The time has come for our large superannuation funds to stop using clumsy dinosaur-like business practices that unfairly penalise their members and fail to recognise what the modern superannuant requires from their superannuation fund provider.
In recent times, several representatives of both industry and retail superannuation funds have come out with outlandish statements suggesting the reason for people moving away from the big funds in favour of the more popular SMSFs is because SMSFs enjoy the benefit of an unequal playing field.
Is it a question of an unequal playing field or is it a question about the way large superannuation funds conduct their business? It is certainly not to do with the laws that govern superannuation or the tax framework around superannuation as has been suggested.
In a recent article in The Australian Financial Review (28 September 2013), Michael Rice of Rice Warner Actuarial said large superannuation funds are at a disadvantage because they are required to charge a tax against a member’s account for unrealised capital gains. This practice undertaken by the large funds has nothing at all to do with the law.
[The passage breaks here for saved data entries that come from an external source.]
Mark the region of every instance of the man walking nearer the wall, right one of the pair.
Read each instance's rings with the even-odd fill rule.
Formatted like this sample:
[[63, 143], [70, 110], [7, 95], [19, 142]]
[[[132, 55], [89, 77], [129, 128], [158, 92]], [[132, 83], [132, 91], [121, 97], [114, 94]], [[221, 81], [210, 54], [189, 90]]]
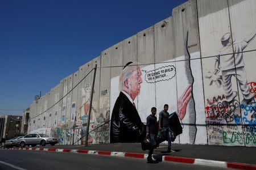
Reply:
[[170, 121], [169, 121], [169, 113], [168, 111], [168, 104], [164, 104], [164, 109], [159, 113], [159, 131], [164, 130], [164, 132], [167, 134], [167, 141], [168, 141], [168, 149], [167, 153], [171, 152], [171, 127], [170, 127]]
With the exception of trading stock, for example, if you were a share trader, the Australian income tax law does not require any tax to be paid on unrealised capital gains. So why is it the large funds choose to charge their members for this tax when in fact they actually have no requirement to pay the tax?
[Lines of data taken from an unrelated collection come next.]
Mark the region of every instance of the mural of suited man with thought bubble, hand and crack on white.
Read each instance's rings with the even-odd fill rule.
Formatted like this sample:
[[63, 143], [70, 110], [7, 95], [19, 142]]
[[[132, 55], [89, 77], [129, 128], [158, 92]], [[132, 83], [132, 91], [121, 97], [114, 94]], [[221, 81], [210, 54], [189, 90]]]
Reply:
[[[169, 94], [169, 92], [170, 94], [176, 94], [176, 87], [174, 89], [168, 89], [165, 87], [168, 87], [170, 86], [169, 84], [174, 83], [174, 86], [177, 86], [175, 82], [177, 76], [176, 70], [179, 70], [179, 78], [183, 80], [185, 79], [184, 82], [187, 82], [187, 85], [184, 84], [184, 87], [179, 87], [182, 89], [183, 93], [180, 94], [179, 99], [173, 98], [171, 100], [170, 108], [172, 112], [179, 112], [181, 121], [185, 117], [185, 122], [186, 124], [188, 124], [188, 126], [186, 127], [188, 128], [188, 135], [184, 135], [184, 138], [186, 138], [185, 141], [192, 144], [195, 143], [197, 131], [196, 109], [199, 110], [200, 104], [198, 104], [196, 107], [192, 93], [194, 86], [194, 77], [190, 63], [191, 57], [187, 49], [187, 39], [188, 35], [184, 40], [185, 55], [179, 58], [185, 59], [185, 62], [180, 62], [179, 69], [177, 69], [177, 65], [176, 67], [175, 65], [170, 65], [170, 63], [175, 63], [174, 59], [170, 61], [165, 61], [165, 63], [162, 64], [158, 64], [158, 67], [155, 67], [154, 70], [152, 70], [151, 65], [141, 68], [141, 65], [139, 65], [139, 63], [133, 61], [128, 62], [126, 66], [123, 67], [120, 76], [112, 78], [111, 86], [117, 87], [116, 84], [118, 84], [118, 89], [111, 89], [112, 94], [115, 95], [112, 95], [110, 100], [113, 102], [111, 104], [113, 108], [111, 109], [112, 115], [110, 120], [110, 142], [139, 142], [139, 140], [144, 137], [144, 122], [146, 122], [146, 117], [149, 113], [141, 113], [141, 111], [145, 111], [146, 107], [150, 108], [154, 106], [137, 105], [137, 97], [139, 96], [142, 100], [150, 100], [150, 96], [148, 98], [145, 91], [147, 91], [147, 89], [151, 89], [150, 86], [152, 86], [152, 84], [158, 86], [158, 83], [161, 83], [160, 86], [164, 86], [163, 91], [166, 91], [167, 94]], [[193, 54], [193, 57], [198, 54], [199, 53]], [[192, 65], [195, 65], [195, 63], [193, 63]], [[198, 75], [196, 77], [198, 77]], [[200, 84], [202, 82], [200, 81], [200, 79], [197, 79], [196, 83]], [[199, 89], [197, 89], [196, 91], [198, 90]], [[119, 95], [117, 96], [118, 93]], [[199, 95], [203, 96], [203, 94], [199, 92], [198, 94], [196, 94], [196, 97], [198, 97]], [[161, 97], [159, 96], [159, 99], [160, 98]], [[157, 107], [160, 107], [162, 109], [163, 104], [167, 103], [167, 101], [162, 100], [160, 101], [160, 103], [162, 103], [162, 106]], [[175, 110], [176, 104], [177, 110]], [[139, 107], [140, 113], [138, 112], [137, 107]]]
To make it worse, in the same article, Rice highlighted that the tax deducted from a member’s account is placed into a reserve account. Of course, this now begs the question as to how the money held in reserve is used by the fund and whether or not the use of this money would pass the sole purpose test.
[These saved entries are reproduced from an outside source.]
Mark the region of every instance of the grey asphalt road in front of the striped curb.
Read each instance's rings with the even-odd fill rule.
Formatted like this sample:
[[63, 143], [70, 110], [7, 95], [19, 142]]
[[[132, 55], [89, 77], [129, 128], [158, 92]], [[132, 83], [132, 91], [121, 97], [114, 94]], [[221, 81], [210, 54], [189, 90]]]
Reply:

In an SMSF, tax is only deducted from a member’s account when it is payable so the member has the benefit of receiving an allocation of investment earnings for the entire time the fund holds the member’s before-tax dollars. In some industry and retail funds, earnings are allocated on an after-tax member’s balance because contributions tax is deducted as soon as the fund receives the contribution, even though the contributions tax is not payable until a later date.
There are also issues in some large funds around how imputation credits are actually applied back to members and in fact why these imputation credits are not used to offset the contribution tax charges raised by the fund against member accounts. Transparency is a real issue for the big funds.
Adding to this problem, large superannuation funds all seem to have different business practices with regard to managing member account balances, whereas all SMSFs are governed by the same rules and regulations. SMSFs are required to be audited at least annually by an Australian Securities and Investments Commission authorised auditor to determine that the SMSF is a complying superannuation fund.
The situation for the large funds is difficult because they have still not been able to come up with a way to offer the new generation of superannuation members what they want. In a sense, these funds seem to be in denial of this fact and tend to want to blame the superannuation playing field.
If the large funds want to stop their members leaving in droves to a more transparent SMSF environment, then they must start to find ways of running a more transparent business. The starting point for transparency should be to appoint truly independent members to their boards and to remember that one size does not fit all.
Simon Makeham is a director of the Australian SMSF Members Association.